Hätten wir doch nur auf die Sachverständigen gehört! Diesen Stoßseufzer wird heute mancher Parteigänger Ludwig Erhards ausstoßen, der vor einem Jahr noch beflissen der Verdammung der „Fünf Weisen“ durch den Kanzler Beifall geklatscht hat.

Man erinnert sich: Der Sachverständigenrat hatte in seinem Gutachten für 1966 eine „konzertierte Aktion“ vorgeschlagen. Um die Überforderung der Wirtschaft und den daraus resultierenden Preisauftrieb zu dämpfen, sollten alle Beteiligten – Staat, Unternehmer und Arbeitnehmer – ihre Ansprüche an das Sozialprodukt gleichmäßig zurückschrauben. Ziel: „Stabilisierung ohne Stagnation.“

Ludwig Erhard hat seinerzeit dieses Konzept als „zu mechanistisch“ verworfen. Nun gut: Politiker sollen nicht zu Erfüllungsgehilfen von Experten degradiert werden. Nur hätte dann die politische Führung ein Alternativprogramm vorlegen müssen. Aber in Bonn geschah nichts – und statt dem von Erhard versprochenen „ganz schnellen Inflationsabbau“ sind wir der Stagnation viel näher gekommen als der Stabilität.

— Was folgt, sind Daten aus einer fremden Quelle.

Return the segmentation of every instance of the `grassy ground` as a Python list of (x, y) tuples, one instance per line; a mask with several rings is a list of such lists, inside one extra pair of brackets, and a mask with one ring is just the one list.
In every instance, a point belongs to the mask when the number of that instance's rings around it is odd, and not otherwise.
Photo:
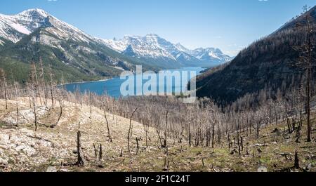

Heute sehen diese Sachverständigen – wie vor ihnen schon die wirtschaftswissenschaftlichen Institute – unsere Wirtschaft in die Flaute steuern. Die Losung für 1967 lautet: Wir brauchen „kontrollierte Expansion“.

Auf den ersten Blick könnte man den Eindruck gewinnen, die Sachverständigen würden sich mit ihrem Ruf nach „mehr Wachstum“ den Kritikern der Restriktionspolitik zugesellen. Aber bei der Lektüre des Gutachtens zeigt sich, daß die Wissenschaftler die gleichen Voraussetzungen erfüllt sehen wollen wie die Direktoren der Bundesbank. Die wichtigsten Bedingungen des Sachverständigenrates: eine „vertrauenerweckende Finanzpolitik“ und eine Einkommenspolitik, die „das Kostenniveau neutral“ hält.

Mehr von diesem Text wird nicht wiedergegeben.